The graph convolution operator used in the anisotropic elasticity surrogate models is a Gaussian Mixture Model44, implemented in PyTorch Geometric45, with the form (no sum over indices i and j):

$${x}_{ij}^{{\prime} }=\frac{1}{|{N}(i)|}\mathop{\sum }\limits_{k=1}^{{N}_{F}}{\theta }_{jk}\mathop{\sum}\limits_{l\in N(i)}{w}_{k}({{{{\boldsymbol{e}}}}}_{il}){x}_{lk},$$
(7)

where x is a nodal feature (either the initial inputs, or the learned vector representation in the hidden layers), i indicates node (grain) number ranging from 1 to NG, k indicates a nodal feature in a current layer ranging from 1 to NF, j indicates a nodal feature in a subsequent layer ranging from 1 to \({N}_{F}^{{\prime} }\), w is a Gaussian weighting function, l indexes a neighbor to grain i, N(i) is the set of indices of nodes connected to i, eil is the vector of edge features between nodes i and l from Eq. (6), and θ is a (learned) weight for a given nodal feature in the current layer. The weighting functions are comprised of NK Gaussian kernels:

$${w}_{k}({{{{\boldsymbol{e}}}}}_{il})=\mathop{\sum }\limits_{m=1}^{{N}_{K}}\exp \left(-\frac{1}{2}{({{{{\boldsymbol{e}}}}}_{il}-{{{{\boldsymbol{\mu }}}}}_{m})}^{T}{{{\boldsymbol{{{{\Sigma }}}}}_{m}}}({{{{\boldsymbol{e}}}}}_{il}-{{{{\boldsymbol{\mu }}}}}_{m})\right),$$
(8)

with μm and Σm being Gaussian kernel and diagonal covariance matrices. In total, θ, μ, and Σ are coefficients learned during the training process. Using the 3D vector between grain centroids as edge features (Eq. (6)), each layer in the neural network requires \({N}_{F}^{{\prime} }\times ({N}_{F}^{{\prime} }\times (1+{N}_{K}\times (3+3)))\) coefficients to be learned. The choice of a Gaussian Mixture convolution was informed by our physical understanding of deformation compatibility and mechanical equilibrium. In this model, GNN has sufficient degrees of freedom to weight various positions around a grain differently (e.g., parallel and transverse to applied uniaxial load). In addition, during the process of developing the GNNs presented in this work, several spectral- and spatial-based convolution operators were initially tested. In general, spatial-based convolutions performed better than spectral-based, consistent with our understanding of the spatial nature of stress equilibrium. The GM convolution operator presented here was the best performing, while many other common convolutional operators (such as that found here in ref. 46) did not outperform the accuracy of more traditional mean-field theories, and as such, are not presented.

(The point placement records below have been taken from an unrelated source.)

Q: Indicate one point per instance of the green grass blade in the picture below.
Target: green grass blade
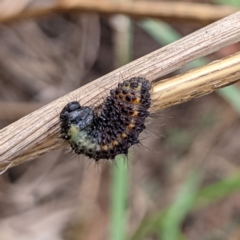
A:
(171, 226)
(119, 197)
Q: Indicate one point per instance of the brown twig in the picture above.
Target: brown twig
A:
(37, 133)
(167, 11)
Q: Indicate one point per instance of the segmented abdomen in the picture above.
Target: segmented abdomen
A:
(116, 128)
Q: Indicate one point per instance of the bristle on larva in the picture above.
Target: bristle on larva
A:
(115, 129)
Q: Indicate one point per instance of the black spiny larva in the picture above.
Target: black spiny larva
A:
(115, 129)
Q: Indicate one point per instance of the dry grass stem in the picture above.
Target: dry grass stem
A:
(167, 11)
(196, 83)
(37, 133)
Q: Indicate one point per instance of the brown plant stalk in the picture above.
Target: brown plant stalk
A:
(37, 133)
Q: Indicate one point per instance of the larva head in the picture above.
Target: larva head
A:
(74, 114)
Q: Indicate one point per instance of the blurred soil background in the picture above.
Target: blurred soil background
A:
(63, 196)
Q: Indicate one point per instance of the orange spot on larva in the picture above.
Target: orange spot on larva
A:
(104, 147)
(131, 126)
(123, 135)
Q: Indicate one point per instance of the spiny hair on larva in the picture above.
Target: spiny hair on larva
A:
(115, 129)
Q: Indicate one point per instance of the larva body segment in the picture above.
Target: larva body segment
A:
(115, 129)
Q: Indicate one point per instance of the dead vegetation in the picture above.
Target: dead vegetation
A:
(60, 197)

For the final fitting, seven Gaussian kernels (NK = 7) were used for the Gaussian convolution operator in Eq. (8) with the goal of providing the surrogate model the freedom to weight neighborhood grains arranged in various positions differently (i.e., parallel and transverse to loading). Leaky ReLU was chosen for the activation function, with a scaling value of −0.1 for input values less than 0 as it provided better accuracy than a standard ReLU activation function. Training of the surrogate models was performed by minimizing the mean square error between grain average stress components in the training data and those predicted by the GNN surrogate model using Adam stochastic gradient descent with a learning rate parameter of 0.01. Training of a surrogate model for 10,000 epochs nominally takes 2–15 min depending on the amount of training data (1500 grains to 3000 grains) using an NVIDIA Quaddro GPU with 5 GB of memory.